Sé que estás proyectando una escultura monumental, de qué se trata?

 

En este minuto estoy metida en tres concursos, veremos si sale alguno. 

 

Tienes muy buena experiencia en ganar concursos, ya lo he comprobado.

 

Sí…pero hay muy buenos escultores y uno compite con muchos. 

 

Pero no hay que pecar de humilde.

 

Bueno, sí …cuando yo compito lo doy todo, lo hago con mucho entusiasmo y doy lo máximo.Depende mucho del jurado, si uno es elegido  no.
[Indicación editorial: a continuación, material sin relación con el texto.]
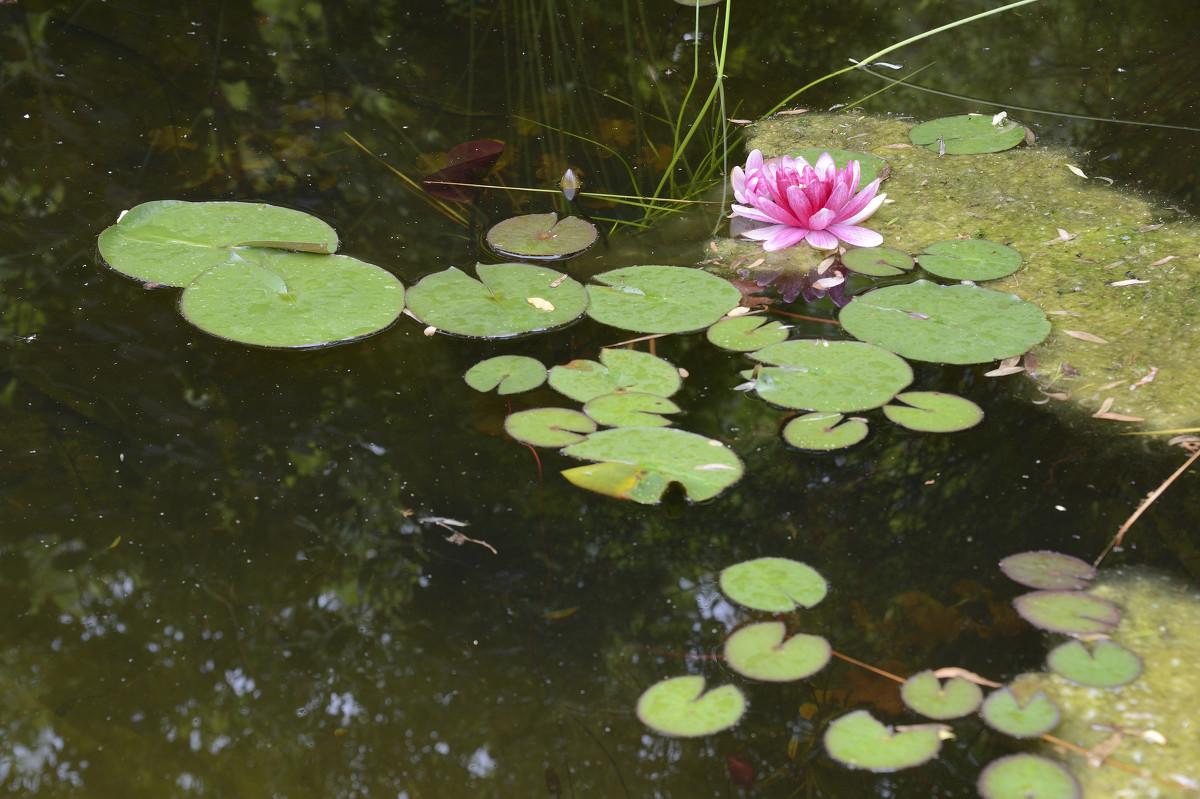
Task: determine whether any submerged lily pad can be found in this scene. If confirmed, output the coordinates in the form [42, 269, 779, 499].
[977, 752, 1084, 799]
[550, 349, 682, 402]
[588, 265, 742, 334]
[1013, 590, 1121, 636]
[1000, 551, 1096, 590]
[839, 281, 1050, 364]
[1046, 638, 1141, 687]
[824, 710, 946, 771]
[487, 211, 598, 259]
[883, 391, 983, 433]
[563, 427, 743, 505]
[725, 621, 832, 683]
[900, 671, 983, 721]
[750, 338, 912, 411]
[637, 674, 746, 738]
[908, 114, 1025, 155]
[463, 355, 546, 395]
[784, 411, 869, 451]
[408, 264, 588, 338]
[917, 239, 1021, 281]
[98, 200, 337, 286]
[720, 558, 829, 613]
[179, 247, 404, 348]
[979, 687, 1062, 738]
A mí me encanta porque siempre hay ciertas limitaciones, ya sea del espacio, del lugar donde va a ir, de la materialidad, entonces te obliga a funcionar con esos parámetros, así que siempre depende de cómo tú solucionas los problemas.Me gustan los desafíos, me gusta lo novedoso y cómo enfrentar los problemas. 

 

Dime de qué se trata específicamente ese proyecto que estás haciendo de ochenta metros de longitud. 

 

El lugar que se eligió es el que corre al costado de la Costera Norte, que es una autopista completamente nueva.La idea es de un lugar que está bastante abierto y el espectador no puede llegar a la pieza, sino que solamente se puede ver desde los autos ya que no hay forma de pararse, de detenerse.Mi idea es una escultura recorriste durante el trayecto del auto ¿ya?, no es una escultura sola, imagínate, tiene ochenta metros de largo, El título será: ‘‘¿Qué se teje?’’. 

 

¿Qué te parece esta de idea de la Fundación Villacero de juntar a 50 escultores de veintisiete países diferentes en MARCO?

 

Bueno, primero que nada encuentro maravilloso el hecho que un industrial como lo es Julio Villareal Guajardo se entere por la escultura y le dé tanto amor a ella, digamos, y que la necesite.Yo creo que es poca la gente, de repente, que se da cuenta de que el arte es importante para vivir y que lo hace más humano.Lo otro es el hecho de juntarnos los escultores; yo creo que eso es muy positivo, el poder conversar, el conocer cómo es el trabajo artístico en cada país, el poder, digamos, conectarnos hacer como una red de artistas mundiales.Encuentro que es una idea maravillosa que se produzca y que nos dé la posibilidad la Fundación Villacero.

 

Bueno, nos vemos en México, ¿ya?

 

Sí, nos vemos, ¿ya? (ríe)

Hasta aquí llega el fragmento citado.